Rafał
Bober
"Łatwiej wygrać
wojnę, niż wychować
córkę"
Temat: Pytanie "debila"
WitamPozwoliłem sobie tak zatytułować temat, gdyż tak ostatnio nazywa się osoby, które wzięły kredyt we frankach. Są jeszcze cwaniacki, nieuki, drudzy górnicy itp. itd.
Wracając jednak do dręczących mnie pytań.
1. Mam nadzieję, że można ujawniać takie dane ale bez nich nie otrzymam według mnie konkretnej odpowiedzi. Wziąłem w 2008 kredyt na 150tyś franków (w złotówkach to miało być 340 tyś) na 30 lat, równe raty. Teraz przy oprocentowaniu 1,66% mam do spłacenia kapitału 366,34 i 173,45 odsetek, co daje łącznie 539,79 franków. I teraz jak by pytanie brzmi czy jest to „odpowiednia” kwota. Nie mam za bardzo jak tego porównać. Mogę tylko napisać, że moje zdziwienie/złość wynika z tego, że znajomy, który wziął w złotówkach (czyli oprocentowanie wyższe) kwotę zbliżoną, spłaca ratę (jeszcze przed wpisem do hipoteki) niższa niż ja do czasu franka za 3,5. Dodatkowo wyczytałem gdzieś w szumnych ostatnio artykułach, że rata do czasu skoku z zeszłego tygodnia kredytu we frankach dla kredytu 300tyś zł była w wysokości raptem 1000zł więc skok nawet 500zł nie powinien tak zaboleć frankowców. Dziwne bo u mnie było to prawie 1900zł.
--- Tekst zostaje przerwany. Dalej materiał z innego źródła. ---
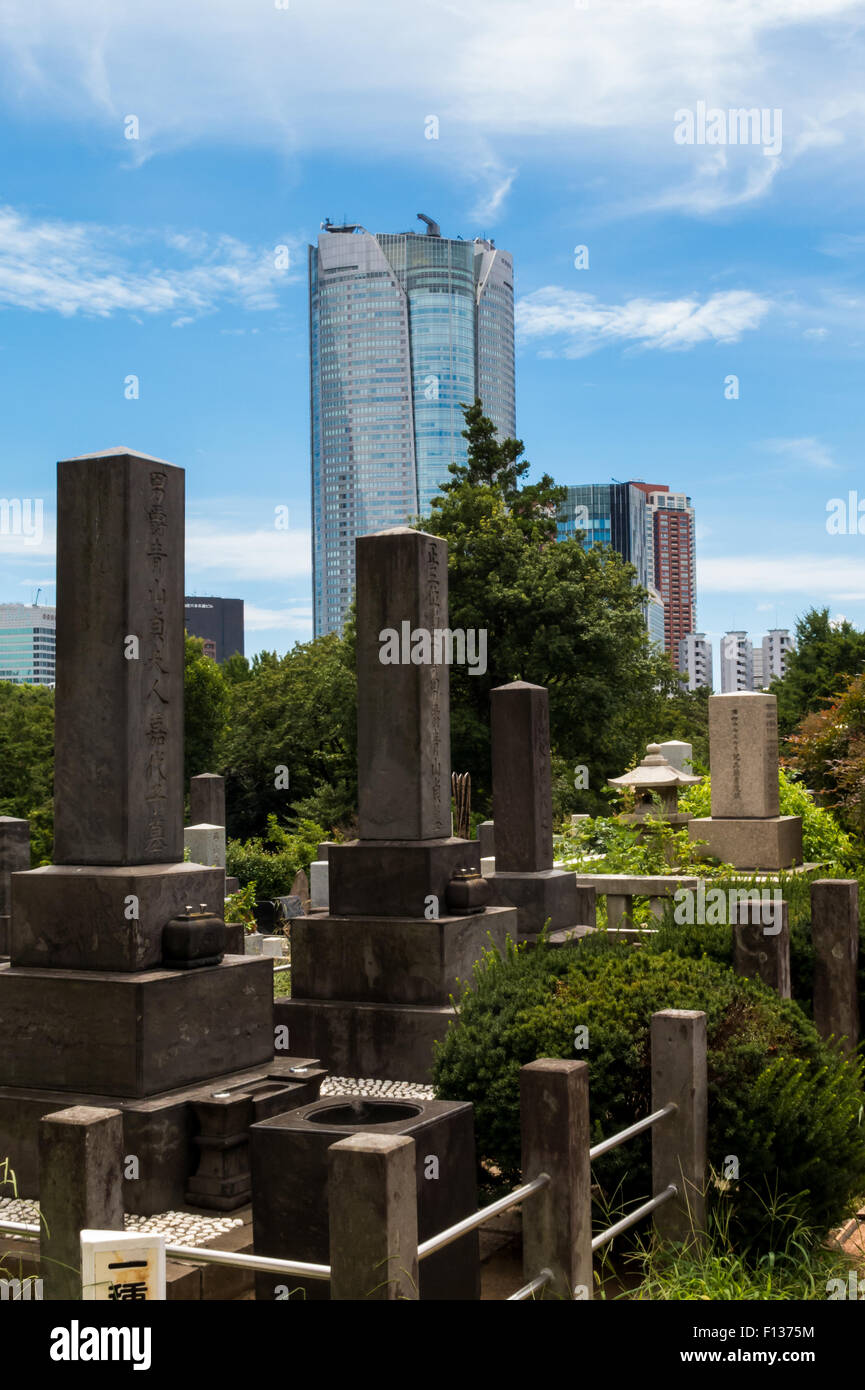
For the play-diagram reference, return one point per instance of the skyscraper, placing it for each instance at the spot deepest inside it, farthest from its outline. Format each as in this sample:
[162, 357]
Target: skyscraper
[672, 559]
[405, 328]
[27, 644]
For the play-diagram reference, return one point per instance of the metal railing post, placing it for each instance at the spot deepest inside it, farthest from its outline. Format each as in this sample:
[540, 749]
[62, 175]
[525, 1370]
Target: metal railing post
[556, 1221]
[679, 1141]
[373, 1218]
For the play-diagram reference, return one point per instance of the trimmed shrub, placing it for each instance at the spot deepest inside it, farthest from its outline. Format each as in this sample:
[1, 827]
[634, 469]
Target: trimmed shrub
[786, 1104]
2. Drugie pytanie już kiedyś padło ale dalej nie rozumiem, zwłaszcza do kolejnego artykułu jaki zacytuje. Mam raty równe. Tak więc jak kiedyś płaciłem np. 200 kapitału i 300 odsetek tak po obniżeniu oprocentowania mam więcej spłacania kapitału a mniej odsetek. Kolejny strzał w stopę dla mnie bo nic mi się nie zmienia oprócz tego, że teraz „szybciej” spłacam kredyt. I teraz ten cytat: „…Gdyby banki stosowały stopę bazową o ujemnych wartościach, sytuacja kredytobiorców z powodu katastrofalnego wzrostu kursu franka nie uległaby aż takiemu pogorszeniu, z jakim mamy do czynienia. Jeżeli stopa LIBOR CHF będzie na poziomie -1 proc., a kredyt ma marżę 1 proc., to tak naprawdę powinniśmy spłacać tylko kapitał (bank nie zarabia odsetek). Przy kredycie 30-letnim we frankach odsetki w pierwszych latach stanowią nawet ponad ok. 30 proc. raty równej (annuitetowej). W związku z tym wzrost franka mógłby zostać zrównoważony ujemną stopą procentową, czyli frank po 4,5 zł nie byłby taki straszny. Jest to prosty sposób, by klienci nie byli w 100 proc. poszkodowani wzrostem kursu franka. Tyle że bank musi chcieć się po ten sposób schylić…”. Jakoś patrząc na mój przypadek nie widzę takiej opcji, że teraz spłacam tylko 366 franków a odsetek 0. Będzie pewnie 539 franków kapitału i 0 odsetek. Oczywiście pomijając, że pewnie mój bank nie uznaje ujemnych stóp.